Pre-layout module wise decap allocation for noise suppression and accurate delay estimation of SoC

TLDR: Estimation of decoupling capacitance at sub-module stage based on their power dissipation and proper allocation of decap at the pre-layout level is addressed and satisfactory suppression of noise is found at the cost of negligible increase in power and delay.
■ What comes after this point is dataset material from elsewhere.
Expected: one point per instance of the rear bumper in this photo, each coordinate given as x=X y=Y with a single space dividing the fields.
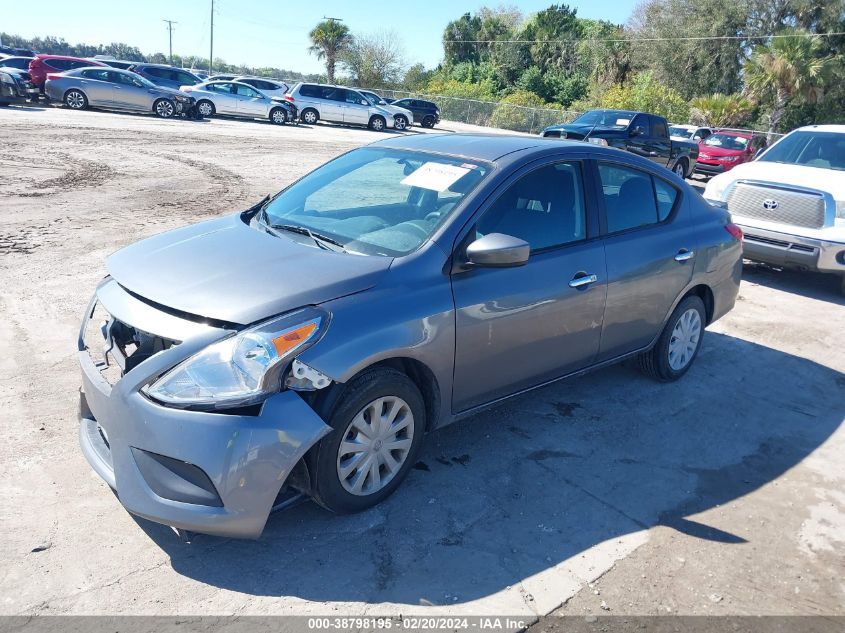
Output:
x=792 y=251
x=200 y=471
Abstract: This paper addresses estimation of decoupling capacitance (decap) at sub-module stage based on their power dissipation and proper allocation of decap at the pre-layout level. Decap being in between power and ground distribution networks acts as local charge storage and effectively reduces rapid transients in the supply drop. Therefore, present trends in VLSI design are inclined towards the placement of decoupling capacitors for system on chip (SoC) design. But, early prediction and allocation of decaps at appropriate locations in the pre-layout circuit can only provide a better scope in optimizing power, noise and delay effects for the circuit. The novelty of our work lies in exhaustive module wise estimation of di/dt drop for the complete circuit, followed by an algorithmic estimation and appropriate allocation of decaps with an effort to keep power, delay and noise performance to its best. We choose Double DES as example crypto-core for our test circuits as this is quite complex in nature and are also used as custom cores in many SoC applications. We investigate the change in power, noise and delay parameters with and without the decap allocation for multi-core circuits at the pre-layout stage and find satisfactory suppression of noise at the cost of negligible increase in power and delay. By using our approach, average peak noise and maximum peak noise can be suppressed approximately by 22.7% and 32.23% respectively at the pre-layout stage comparing with the previous works. This early prediction helps in more accurate Computer Aided Design (CAD) implementation at the layout stage.